By generating puzzles sequentially in one program run, I was able to maintain some state to make guarantees about the collection of puzzles.

No question-answer pair is repeated throughout the collection.
In each individual puzzle, there are no repeated answers.

I had Guarantee 1 in my head from the start. What I didn’t anticipate was just how many questions lead to repeated answers. In my first draft of the puzzle generation program, I got a puzzle which included the following questions:

clue: Western home
answer: ADOBE

clue: Hacienda material
answer: ADOBE

clue: Hacienda brick
answer: ADOBE

clue: Sun-dried brick
answer: ADOBE

Seeing these all together made me laugh, but it certainly didn’t make for a good Crossletters puzzle.

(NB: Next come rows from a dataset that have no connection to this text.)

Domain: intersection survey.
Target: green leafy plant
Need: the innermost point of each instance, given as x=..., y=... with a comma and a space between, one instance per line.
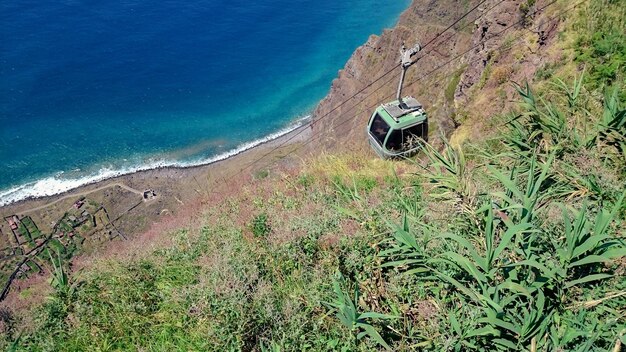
x=261, y=226
x=357, y=322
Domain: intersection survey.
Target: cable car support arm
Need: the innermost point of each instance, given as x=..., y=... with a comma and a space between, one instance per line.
x=406, y=56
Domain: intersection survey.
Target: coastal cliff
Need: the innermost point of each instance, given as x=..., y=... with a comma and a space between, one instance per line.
x=509, y=238
x=449, y=70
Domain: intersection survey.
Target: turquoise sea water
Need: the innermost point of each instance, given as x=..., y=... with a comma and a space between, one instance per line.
x=94, y=89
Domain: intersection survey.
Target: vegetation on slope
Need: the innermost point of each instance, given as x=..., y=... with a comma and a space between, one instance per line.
x=517, y=242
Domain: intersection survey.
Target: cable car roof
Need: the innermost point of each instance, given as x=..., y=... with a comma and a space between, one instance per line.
x=411, y=113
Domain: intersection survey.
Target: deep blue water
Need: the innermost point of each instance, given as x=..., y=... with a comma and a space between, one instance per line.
x=89, y=89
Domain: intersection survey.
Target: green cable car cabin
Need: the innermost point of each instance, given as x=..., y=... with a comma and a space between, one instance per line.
x=397, y=129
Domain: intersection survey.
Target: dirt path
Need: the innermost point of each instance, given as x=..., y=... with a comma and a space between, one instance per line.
x=80, y=194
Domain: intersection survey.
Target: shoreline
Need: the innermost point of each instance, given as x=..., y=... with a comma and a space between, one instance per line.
x=295, y=127
x=176, y=185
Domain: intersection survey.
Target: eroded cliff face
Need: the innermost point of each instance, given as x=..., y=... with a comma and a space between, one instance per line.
x=453, y=77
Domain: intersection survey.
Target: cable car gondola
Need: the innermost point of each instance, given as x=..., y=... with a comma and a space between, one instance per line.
x=396, y=129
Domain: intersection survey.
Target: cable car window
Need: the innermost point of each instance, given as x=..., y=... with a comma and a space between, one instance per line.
x=379, y=129
x=395, y=140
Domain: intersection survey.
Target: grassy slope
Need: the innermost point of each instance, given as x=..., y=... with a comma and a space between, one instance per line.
x=514, y=242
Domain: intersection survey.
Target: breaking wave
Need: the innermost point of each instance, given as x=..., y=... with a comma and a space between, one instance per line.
x=54, y=185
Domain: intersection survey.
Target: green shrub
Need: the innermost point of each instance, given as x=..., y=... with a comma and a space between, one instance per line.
x=260, y=226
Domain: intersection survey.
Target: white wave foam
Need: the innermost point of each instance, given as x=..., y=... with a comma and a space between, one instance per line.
x=54, y=185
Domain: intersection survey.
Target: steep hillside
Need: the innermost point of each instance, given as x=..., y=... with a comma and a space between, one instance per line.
x=512, y=238
x=507, y=39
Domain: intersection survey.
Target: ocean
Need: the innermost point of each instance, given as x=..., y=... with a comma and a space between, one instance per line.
x=94, y=89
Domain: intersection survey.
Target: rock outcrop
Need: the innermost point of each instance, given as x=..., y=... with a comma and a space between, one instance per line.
x=451, y=69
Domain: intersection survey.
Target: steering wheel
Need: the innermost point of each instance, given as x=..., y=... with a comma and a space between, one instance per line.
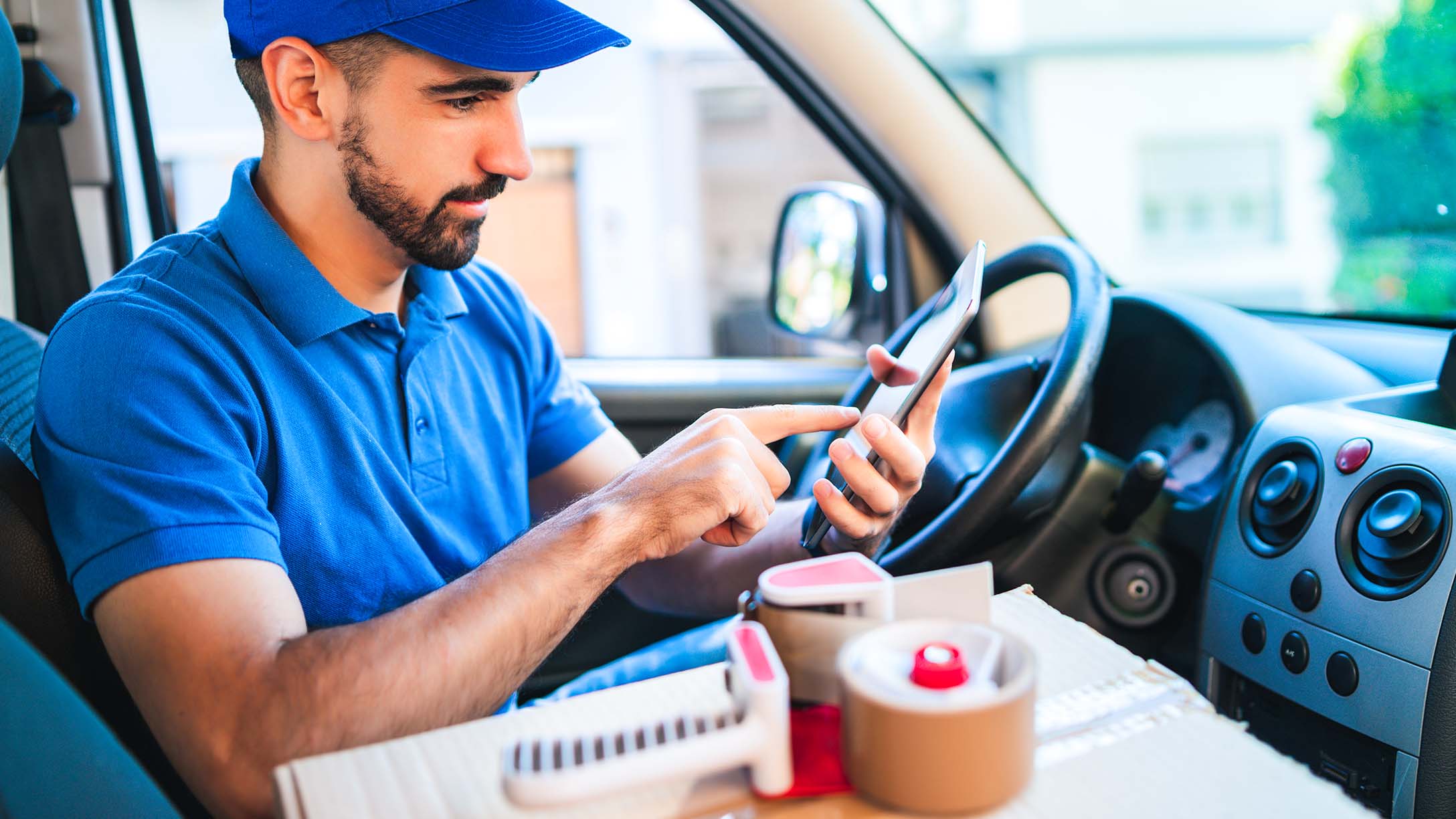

Even if you play Crossletters every day for the entire year, you won’t be seeing any questions you’ve seen before. Of course, after that, the same puzzles will loop around again, but who remembers a crossword you did a year ago?

Conclusion and what comes next#

The day this article is published I’ll release the update to jacksontheel.com/crossletters, which means a year of content! I’ll certainly be playing every morning.

The best part? If you’re frustrated about a question being too cryptic, you can be sure I’m frustrated, too. I’ve shifted any blame onto the New York Times, which means I’m one of you now. We can all be frustrated together.

Suffice to say these questions are a lot harder than the ones I authored myself back in December. So, I’ve decided to give the user a hint for every single answer they get right, rather than for every three answers. You’re welcome!

I doubt that I’ll be touching Crossletters again as a developer, unless I’m struck with an exciting idea. If you have such an idea, feel free to make an issue on the Github page, or fork the project and implement it yourself! Contributions are welcome.